Deciding which residency programs to apply to during your fourth-year of medical school is challenging enough, but in a process where students don’t have much control over where they wind up aside from ranking their preferred programs, the outcome of Match Day is impossible to predict. Matching as a couple adds an entirely new layer of uncertainty to the process. When asked if medical students can go into the residency match with any strategy, Geisel students and couple Whitney Hitchcock and Chris Beeler shared how they worked through the interviewing and ranking process.
“Since we’re couples-matching we ended up going on 38 interviews,” said Whitney. She joked that it may have been more interviews than any other Geisel medical students had ever been on. “You make a huge list of permutations of programs that are acceptable to you, and you can decide what your values are and rank them accordingly and then (the algorithm) will just go down the list—we ended up having 535 permutations.”
Even though Whitney and Chris were able to link their applications through the couples matching process for their residencies, there were still elements of uncertainty. Whitney was applying to radiation oncology programs and would still need to complete a transitional or preliminary medicine year. “My intern year is not part of the couples match. So I could still end up apart from Chris for my intern year,” said Whitney.
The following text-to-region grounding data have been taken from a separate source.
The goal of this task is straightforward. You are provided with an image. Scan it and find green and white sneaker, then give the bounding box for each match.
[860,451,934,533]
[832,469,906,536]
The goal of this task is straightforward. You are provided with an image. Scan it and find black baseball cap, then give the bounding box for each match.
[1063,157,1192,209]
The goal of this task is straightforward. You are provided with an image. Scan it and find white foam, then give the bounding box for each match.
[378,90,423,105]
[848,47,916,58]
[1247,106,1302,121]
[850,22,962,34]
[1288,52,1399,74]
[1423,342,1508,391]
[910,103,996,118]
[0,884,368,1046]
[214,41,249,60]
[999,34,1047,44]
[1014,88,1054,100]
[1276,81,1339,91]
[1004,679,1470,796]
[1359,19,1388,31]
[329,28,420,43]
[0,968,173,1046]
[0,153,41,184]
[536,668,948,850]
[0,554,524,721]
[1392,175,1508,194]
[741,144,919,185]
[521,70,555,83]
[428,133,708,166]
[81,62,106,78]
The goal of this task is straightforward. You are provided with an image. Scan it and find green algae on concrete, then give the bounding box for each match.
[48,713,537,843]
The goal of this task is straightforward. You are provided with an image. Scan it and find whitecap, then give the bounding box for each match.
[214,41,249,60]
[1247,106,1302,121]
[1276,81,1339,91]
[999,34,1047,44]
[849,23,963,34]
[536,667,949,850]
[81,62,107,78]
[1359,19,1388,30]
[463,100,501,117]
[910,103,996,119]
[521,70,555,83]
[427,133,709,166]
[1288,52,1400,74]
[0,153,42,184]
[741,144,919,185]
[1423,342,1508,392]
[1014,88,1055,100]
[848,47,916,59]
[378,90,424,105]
“We both went on two or three times as many interviews as is typical in hopes that we could find programs that would be good for us. And so at the end of the day we had a fair number of overlapping programs that we both really liked,” said Chris. “We were trying to maximize our chances of going to the same residency programs and be together. So I think that that’s gonna pay off for us on Match Day.”
On Match Day, Whitney and Chris learned that their strategy paid off. They both matched into their first-choice program, and they even received good news for Whitney’s intern year. Chris will be going into the anesthesiology program at the University of Michigan Hospitals in Ann Arbor, and Whitney will join him there in radiation oncology after spending a transitional year at St. Joseph Mercy Hospital which is also in Ann Arbor.
“We both got into Michigan, which was number one on our list. As soon as I visited Michigan, I loved it and we both wanted to go there,” said Whitney.
“It’s a great program for both of us,” said Chris. “We put a lot of work in, and it paid off here in the end. We’re both really happy.”